Harry Redknapp covered in spiders? Roy Hodgson attacking a plate full of improbable offal? You get the idea, but I think I may have already strayed somewhat. So let us return to West Ham boss Allardyce and his very public ambition to lead his country.
We have been here before, of course, back in the spring of 2006 when the FA were searching for a successor to Sven-Goran Eriksson prior to the Swede's departure at the conclusion of England's World Cup campaign.
And five years ago, just as there is now, there was a clamour for an Englishman to lead the England team. Eriksson was too cold, we were told, he didn't have a plan B, he couldn't inspire the players. We needed a home-grown manager to do all that, apparently.
Allardyce, then with Bolton, was in the frame for the top job/poisoned chalice (delete as appropriate) along with the likes of Steve McClaren, Martin O'Neill and Alan Curbishley. Luiz Felipe Scolari was actually offered the chance to lead the Three Lions, but swiftly backed out when the paparazzi got wind of his planned appointment and set up camp outside his house.
After the misery of McClaren's reign, the 'experts' were back out in force again - this time demanding exactly the opposite of their previous proclamations. McClaren had been too close to his players, he was tactically naive, our pampered Premier League professionals needed some discipline.
Enter Fabio Capello. Then came the debacle of South Africa 2010. And so the cycle continues.
Harry Redknapp - a firm friend of Fleet Street's finest - is currently the odds-on favourite to replace the Italian when his contract expires after the Euro 2012 finals next summer, but that simply smacks of flavour-of-the-month backing. Roy Hodgson was being championed for all manner of leading posts, including the one at Soho Square, after his Europa League heroics with Fulham, before being found wanting under the burning Anfield spotlight.
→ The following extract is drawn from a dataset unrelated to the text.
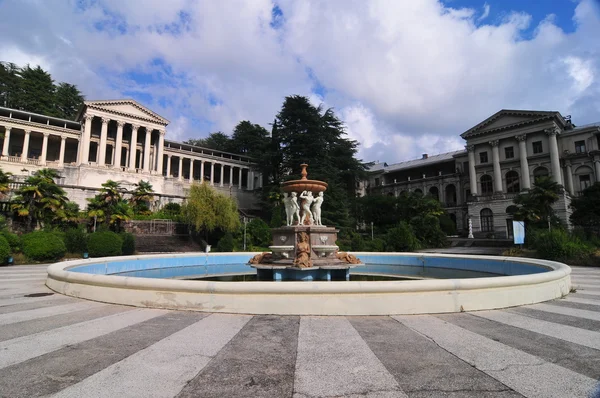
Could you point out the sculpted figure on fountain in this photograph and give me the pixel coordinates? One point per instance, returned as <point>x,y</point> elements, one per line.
<point>308,199</point>
<point>316,208</point>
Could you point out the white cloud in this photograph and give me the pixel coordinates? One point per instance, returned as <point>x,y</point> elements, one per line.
<point>407,77</point>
So should Allardyce, currently available at odds of 25/1 with online bookmaker Sky Bet, be given the chance (provided he can negotiate the burning coals at FA HQ) to lead his country?
Not a chance
I suspect the immediate response from the majority would be a very firm 'no', 'never' or 'not a chance', with the perception firmly engrained of Allardyce as a long-ball merchant who favours the physical approach and someone who is certain to call on Kevin Davies. What? England have already done the last one? Oh.
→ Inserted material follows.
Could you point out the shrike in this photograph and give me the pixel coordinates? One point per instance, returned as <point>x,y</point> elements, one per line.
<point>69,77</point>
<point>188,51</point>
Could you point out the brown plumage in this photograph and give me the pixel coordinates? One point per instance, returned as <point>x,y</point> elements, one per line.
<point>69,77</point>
For the nay-sayers, it's worth considering how the clubs who Allardyce has managed have fared following his departure. Bolton have spent more time battling relegation than challenging for Europe. Newcastle bowed to fan pressure and opted for the second coming of the messiah and then a club legend before finding themselves in the Championship. Blackburn talked of signing David Beckham and Ronaldinho but ended up with David Goodwillie and Yakubu and are anything but a happy camp.
Allardyce, clearly, has an ability to make the most of the limited resources he has at his disposal and, for all the fanciful talk of 'golden generations', tub-thumping claims from various members of the squad that this could be our year (really, you think we'll fall for that again?) and the nonsense of the Fifa rankings, England are just that - limited.
In Wayne Rooney, England have a genuine world-class talent, but aside from the Manchester United ace, there are worryingly few from Capello's recent teams who would have a hope of getting in the Spain squad, never mind their starting XI.
So perhaps offering the role of England manager to a man with a game-plan for success, a meticulous eye for detail, who will embrace the latest technology and use every means at his disposal to drag an extra few per cent out of willing but technically limited - on the highest stage at least - individuals might not be that bad an idea.
Just so long as he doesn't introduce the hot coals into training sessions.